Take Millar’s comments on rape as a storytelling tool. In an article for The New Republic earlier this year, Millar defended his use of rape as a plot device, saying, “The ultimate [act] that would be the taboo, to show how bad some villain is, was to have somebody being raped, you know? [. . .] It’s the same as, like, decapitation. It’s just a horrible act to show that somebody’s a bad guy.”

But Millar’s defense hints at the truth of rape as a storytelling tool: its purpose is, more often than not, to have an effect on the male protagonist rather than the female victim. Though several male comic book characters — Batman and Green Arrow among them — have been raped themselves, it’s always been advance their own character arcs, and to develop them as protagonists.

When female characters experience the same fate, it is almost always in the service of the arc of a male character; the victims are often secondary or tertiary figures, and more often than not, little attention is paid to the physical and psychological repercussions of their experience.

The website Women in Refrigerators borrows its name from a particularly gruesome Green Lantern comic in which his girlfriend is killed and stuffed into a refrigerator by his nemesis. Created by comic writer Gail Simone, the site lists female characters who have been “killed, raped, depowered, crippled, turned evil, maimed, tortured, contracted a disease or had other life-derailing tragedies befall her.” Compiled in 1999, the original list includes over 100 characters.

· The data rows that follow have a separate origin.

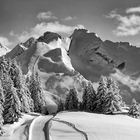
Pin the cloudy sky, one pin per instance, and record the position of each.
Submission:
(116, 20)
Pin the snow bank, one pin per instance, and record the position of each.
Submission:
(98, 126)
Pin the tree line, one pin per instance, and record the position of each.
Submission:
(18, 93)
(106, 99)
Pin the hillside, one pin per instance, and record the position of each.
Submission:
(68, 125)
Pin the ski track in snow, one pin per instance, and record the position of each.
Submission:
(73, 126)
(36, 130)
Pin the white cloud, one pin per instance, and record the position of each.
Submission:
(4, 41)
(69, 18)
(127, 24)
(42, 27)
(46, 16)
(133, 10)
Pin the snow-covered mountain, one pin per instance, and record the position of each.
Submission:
(93, 57)
(62, 63)
(3, 50)
(48, 56)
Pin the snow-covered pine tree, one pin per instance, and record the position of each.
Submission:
(101, 94)
(21, 87)
(2, 99)
(12, 103)
(113, 101)
(60, 105)
(71, 102)
(109, 99)
(4, 64)
(36, 92)
(84, 98)
(89, 97)
(134, 109)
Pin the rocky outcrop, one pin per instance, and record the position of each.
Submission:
(3, 50)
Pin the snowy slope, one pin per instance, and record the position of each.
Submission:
(3, 50)
(74, 126)
(96, 126)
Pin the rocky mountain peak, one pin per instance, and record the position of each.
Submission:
(49, 37)
(29, 42)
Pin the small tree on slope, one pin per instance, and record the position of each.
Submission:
(21, 88)
(89, 97)
(36, 93)
(109, 99)
(12, 103)
(2, 99)
(60, 106)
(134, 109)
(71, 102)
(101, 93)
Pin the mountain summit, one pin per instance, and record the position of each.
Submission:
(63, 63)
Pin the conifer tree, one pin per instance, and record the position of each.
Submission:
(36, 92)
(109, 100)
(4, 64)
(71, 102)
(12, 103)
(21, 87)
(2, 99)
(134, 109)
(101, 93)
(60, 105)
(89, 97)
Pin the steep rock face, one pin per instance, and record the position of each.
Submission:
(50, 60)
(20, 48)
(93, 57)
(87, 55)
(54, 61)
(48, 37)
(30, 42)
(3, 50)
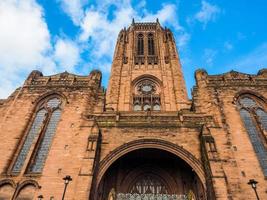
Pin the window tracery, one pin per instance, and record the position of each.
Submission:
(151, 47)
(254, 118)
(140, 44)
(42, 130)
(148, 184)
(146, 96)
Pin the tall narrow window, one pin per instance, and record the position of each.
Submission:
(140, 44)
(151, 48)
(255, 121)
(42, 130)
(146, 96)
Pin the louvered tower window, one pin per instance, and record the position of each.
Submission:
(40, 135)
(151, 48)
(140, 45)
(255, 120)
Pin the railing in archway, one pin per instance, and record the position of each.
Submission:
(128, 196)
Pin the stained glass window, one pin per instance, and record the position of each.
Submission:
(251, 112)
(148, 185)
(146, 96)
(262, 115)
(151, 48)
(140, 45)
(43, 149)
(34, 131)
(42, 130)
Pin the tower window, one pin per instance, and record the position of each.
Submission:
(42, 130)
(254, 118)
(151, 48)
(146, 96)
(140, 44)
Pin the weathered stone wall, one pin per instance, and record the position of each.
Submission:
(69, 144)
(237, 162)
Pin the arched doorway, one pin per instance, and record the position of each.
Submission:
(149, 173)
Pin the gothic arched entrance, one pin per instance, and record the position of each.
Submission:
(148, 173)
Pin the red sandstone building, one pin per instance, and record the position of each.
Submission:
(142, 137)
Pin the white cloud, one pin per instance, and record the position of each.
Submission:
(24, 36)
(66, 54)
(74, 8)
(207, 13)
(25, 44)
(228, 46)
(209, 55)
(24, 41)
(254, 60)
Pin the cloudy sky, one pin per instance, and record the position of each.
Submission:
(79, 35)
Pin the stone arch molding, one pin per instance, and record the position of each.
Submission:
(177, 150)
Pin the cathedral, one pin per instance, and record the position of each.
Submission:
(67, 137)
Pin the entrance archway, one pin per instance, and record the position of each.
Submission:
(149, 169)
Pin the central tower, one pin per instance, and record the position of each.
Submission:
(146, 71)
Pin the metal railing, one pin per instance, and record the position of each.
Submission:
(135, 196)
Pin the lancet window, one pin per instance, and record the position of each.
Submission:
(150, 42)
(254, 117)
(146, 96)
(140, 44)
(40, 134)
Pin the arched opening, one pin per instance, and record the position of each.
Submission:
(149, 173)
(27, 192)
(6, 191)
(146, 94)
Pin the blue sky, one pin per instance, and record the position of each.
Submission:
(79, 35)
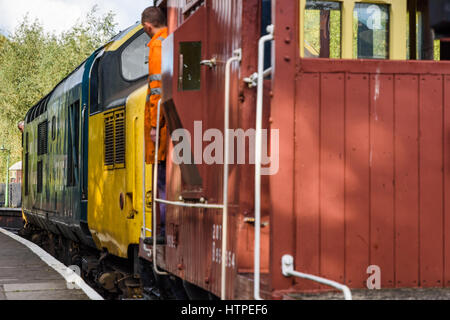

Of course, these tropes are common in film, television, literature, video games and music videos, too. But where these mediums have seen a steady improvement in their depiction of women, most comic books remain as exaggeratedly misogynistic as ever. And those are the ones that have the audacity to even include female characters; many modern comic books have scarcely any speaking roles for women at all.

Women read comic books, write comic books, and are affected by their portrayals in comic books, directly and indirectly. Heck, a comic book made Time magazine’s list of 100 best novels of the last century (Alan Moore’s Watchmen) — the medium is gaining respectability every year, and rightfully so. For a genre with so much potential, there’s no excuse for the antiquated, sexist portrayals of women that still plague panel after panel. If there’s any hope for a new Golden Age in comics, this would be a good place to start.